The Democrats need to run candidates that are principled, with the integrity and ability to hold the office. It is the reason why we vote and not just hire bureaucrats to run the government. Let’s start with a town supervisor who respects the Constitution and democracy.

If the Democrats want to win back their base support, then say who you are and own it. And don’t throw the President “under the bus.” If you do, don’t expect me to get onboard.
VINCENT NOVAK
Shelter Island

Open meetings
To the Editor:

The following are some comments on last week’s editorial (“Let the sunshine in,” November 13) regarding the propriety of voting remotely at a meeting via conference call.
On an advisory committee, if any member attends by phone, I would suggest the following:

1. Record the vote of the members in attendance as the official vote.

2. State the opinion of members who attend by phone.

3. Let the Town Board take into consideration the view of the off-site members as they see fit.

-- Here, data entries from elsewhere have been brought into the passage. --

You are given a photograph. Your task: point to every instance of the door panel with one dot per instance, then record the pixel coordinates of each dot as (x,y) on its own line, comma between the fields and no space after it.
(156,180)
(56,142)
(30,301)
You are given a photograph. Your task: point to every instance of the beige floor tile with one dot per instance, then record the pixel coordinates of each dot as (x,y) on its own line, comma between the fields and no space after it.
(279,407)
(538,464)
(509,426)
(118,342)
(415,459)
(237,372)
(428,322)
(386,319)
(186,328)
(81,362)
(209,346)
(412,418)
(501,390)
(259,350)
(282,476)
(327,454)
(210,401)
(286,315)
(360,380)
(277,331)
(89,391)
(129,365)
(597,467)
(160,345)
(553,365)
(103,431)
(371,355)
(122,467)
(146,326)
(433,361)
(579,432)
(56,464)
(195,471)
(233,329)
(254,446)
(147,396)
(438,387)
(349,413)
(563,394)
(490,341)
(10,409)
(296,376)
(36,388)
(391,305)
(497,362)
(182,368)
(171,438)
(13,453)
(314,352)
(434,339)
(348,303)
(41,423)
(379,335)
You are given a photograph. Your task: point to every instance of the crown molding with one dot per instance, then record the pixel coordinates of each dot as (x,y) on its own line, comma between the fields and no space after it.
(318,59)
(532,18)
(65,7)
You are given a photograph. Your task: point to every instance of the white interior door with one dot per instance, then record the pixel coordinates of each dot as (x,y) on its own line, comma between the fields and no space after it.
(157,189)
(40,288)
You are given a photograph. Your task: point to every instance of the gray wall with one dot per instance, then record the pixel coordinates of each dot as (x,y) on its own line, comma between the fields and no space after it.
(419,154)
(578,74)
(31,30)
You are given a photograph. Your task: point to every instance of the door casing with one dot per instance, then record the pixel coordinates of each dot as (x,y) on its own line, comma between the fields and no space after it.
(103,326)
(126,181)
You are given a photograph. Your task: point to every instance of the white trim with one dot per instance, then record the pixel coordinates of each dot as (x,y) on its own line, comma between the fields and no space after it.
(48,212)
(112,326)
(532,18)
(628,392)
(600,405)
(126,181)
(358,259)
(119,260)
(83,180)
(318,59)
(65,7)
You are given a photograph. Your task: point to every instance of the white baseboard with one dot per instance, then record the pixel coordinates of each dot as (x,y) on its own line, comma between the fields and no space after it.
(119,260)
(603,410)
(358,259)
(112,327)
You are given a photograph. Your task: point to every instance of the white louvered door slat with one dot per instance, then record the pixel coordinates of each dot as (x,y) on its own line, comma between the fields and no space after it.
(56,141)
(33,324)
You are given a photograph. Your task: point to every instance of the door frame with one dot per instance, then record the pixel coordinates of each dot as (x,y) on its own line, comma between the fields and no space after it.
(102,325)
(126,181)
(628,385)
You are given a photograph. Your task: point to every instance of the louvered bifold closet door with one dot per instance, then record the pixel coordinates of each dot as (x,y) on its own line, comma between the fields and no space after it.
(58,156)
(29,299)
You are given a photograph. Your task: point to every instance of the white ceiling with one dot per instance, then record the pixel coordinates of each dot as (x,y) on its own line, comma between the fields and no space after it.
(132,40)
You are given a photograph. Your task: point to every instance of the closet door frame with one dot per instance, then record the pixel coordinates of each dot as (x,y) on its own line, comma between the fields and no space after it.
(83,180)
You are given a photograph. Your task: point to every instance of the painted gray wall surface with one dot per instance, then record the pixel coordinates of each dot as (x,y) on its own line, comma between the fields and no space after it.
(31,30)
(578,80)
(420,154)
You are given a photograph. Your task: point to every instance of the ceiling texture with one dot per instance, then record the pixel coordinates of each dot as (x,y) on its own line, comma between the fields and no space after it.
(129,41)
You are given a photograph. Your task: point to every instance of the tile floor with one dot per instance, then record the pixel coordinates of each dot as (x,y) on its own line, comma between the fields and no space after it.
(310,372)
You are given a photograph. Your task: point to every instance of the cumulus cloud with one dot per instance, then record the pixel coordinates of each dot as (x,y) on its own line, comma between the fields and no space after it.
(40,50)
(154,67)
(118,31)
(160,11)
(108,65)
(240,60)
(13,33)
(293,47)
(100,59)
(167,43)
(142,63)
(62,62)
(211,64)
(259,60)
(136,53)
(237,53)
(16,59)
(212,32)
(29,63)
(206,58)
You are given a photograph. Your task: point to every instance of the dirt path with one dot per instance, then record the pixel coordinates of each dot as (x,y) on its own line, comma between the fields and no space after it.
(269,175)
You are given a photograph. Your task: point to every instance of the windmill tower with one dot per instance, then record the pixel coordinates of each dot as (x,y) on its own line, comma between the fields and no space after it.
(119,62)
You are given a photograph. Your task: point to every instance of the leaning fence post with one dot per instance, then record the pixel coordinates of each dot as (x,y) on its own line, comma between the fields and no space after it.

I think that this rule [New York State’s Open Meeting Law] is intended for boards, such as zoning and planning, that have legal standing, and advisory boards were included without forethought. Regardless of whether an off-site votes counts, I think it is positive if any absent member, whether due to health or travel, participates. It can only provide more wisdom to the decision-making process.

Can Shelter Island consider instituting an approved Skype-type system? It may really make a difference in certain future situations.